Abgesehen davon, dass sich mMn außerhalb der Blogosphäre sowieso so gut wie niemand für die Piratenpartei interessiert, stelle ich mir schon die Frage, warum diese neue Partei für viele junge Menschen so eine neue politische Hoffnung ist. Im Wesentlichen ist das eine Ein-Themen-Partei: Es geht um das Internet – und um Bürgerrechte, die damit in Zusammenhang stehen. Zu Sozial-, Außen- oder Arbeitsmarktpolitik findet sich in ihrem Wahlprogramm nicht einmal ein Kapitel.
Nun sagen viele ihrer Anhänger, das wäre ja nicht so schlimm. Auch die Grünen hätten ja als Ein-Thema-Partei angefangen und sich dann weiter entwickelt. Was natürlich nicht stimmt: Entgegen ihres Namens sind die Grünen eben gerade nicht nur aus der Ökologie- und Anti-AKW-Bewegung hervorgegangen, sondern auch aus der Friedens-, Frauen- und ähnlichen Bewegungen. Auch WASG und heute die Linke hatten von Anfang an noch andere Themenschwerpunkte als nur die soziale Gerechtigkeit, z.B. den Pazifismus.

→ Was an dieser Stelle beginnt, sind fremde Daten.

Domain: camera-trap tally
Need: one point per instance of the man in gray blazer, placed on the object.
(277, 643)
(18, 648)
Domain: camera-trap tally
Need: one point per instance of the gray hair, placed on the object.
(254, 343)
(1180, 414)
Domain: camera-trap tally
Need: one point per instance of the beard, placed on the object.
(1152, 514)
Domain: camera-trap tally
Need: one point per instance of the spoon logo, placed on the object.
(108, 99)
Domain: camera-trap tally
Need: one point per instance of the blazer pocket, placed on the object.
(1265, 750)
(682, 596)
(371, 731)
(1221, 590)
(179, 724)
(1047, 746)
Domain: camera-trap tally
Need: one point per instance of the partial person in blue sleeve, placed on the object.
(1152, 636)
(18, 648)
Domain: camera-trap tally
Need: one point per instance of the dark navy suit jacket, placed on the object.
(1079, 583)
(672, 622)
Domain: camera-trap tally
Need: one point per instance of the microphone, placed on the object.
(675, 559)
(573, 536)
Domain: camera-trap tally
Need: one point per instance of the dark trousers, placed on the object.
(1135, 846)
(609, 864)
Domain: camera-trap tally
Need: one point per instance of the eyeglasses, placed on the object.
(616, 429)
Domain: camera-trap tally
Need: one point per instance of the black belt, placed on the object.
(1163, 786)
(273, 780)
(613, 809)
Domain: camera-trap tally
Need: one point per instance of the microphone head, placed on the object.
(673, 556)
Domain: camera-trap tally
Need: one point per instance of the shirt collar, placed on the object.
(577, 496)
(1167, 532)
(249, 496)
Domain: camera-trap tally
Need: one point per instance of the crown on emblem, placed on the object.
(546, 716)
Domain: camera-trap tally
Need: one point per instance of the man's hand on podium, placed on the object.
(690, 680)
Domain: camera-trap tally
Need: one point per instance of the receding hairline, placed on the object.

Erschreckend finde ich, dass die Piraten weder einen Mindestlohn fordern, noch den Abzug der Bundeswehr aus Afghanistan, noch eine Position zum Atomausstieg hat. Und das soll eine linke Partei sein? Tut mir Leid, ernst nehmen kann ich eine Partei, die bei solch fundamental wichtigen Zukunftsfragen keine eindeutigen Ziele verfolgt, nicht.
Und wie ist es nun um die Kernthemen der Piraten bestellt? Mehr Datenschutz? Bin ich dafür. Keine staatliche Kontrolle der Internetnutzung, keine Internet-Zensur? D’accord. Aber was ist mit dem Urheber- und Patentrecht? Die Forderungen zum Patentrecht im Wahlprogramm könnte ich so alle unterschreiben. Sie gehen aber nicht besonders weit. Im Freitag stellte ein Experte neulich die Frage, warum es überhaupt ein Patentrecht gebe, da das Urheberrecht auch für Produkterfindungen völlig ausreiche.
Und wie will die Partei nun eigentlich das Urheberrecht reformieren? Das scheint sie irgendwie selbst noch nicht so genau zu wissen. Diesen Eindruck hatte ich zumindest, als ich den entsprechenden Abschnitt in ihrem Wahlprogramm durchlas. Da werden insgesamt viele richtige Feststellungen über die derzeitige und zukünftige Lage der Musik- und ähnlicher kreativer Industrien gemacht, aber wenig Antworten gegeben, wie das Urheberrecht denn nun den neuen technischen Möglichkeiten angepasst werden soll.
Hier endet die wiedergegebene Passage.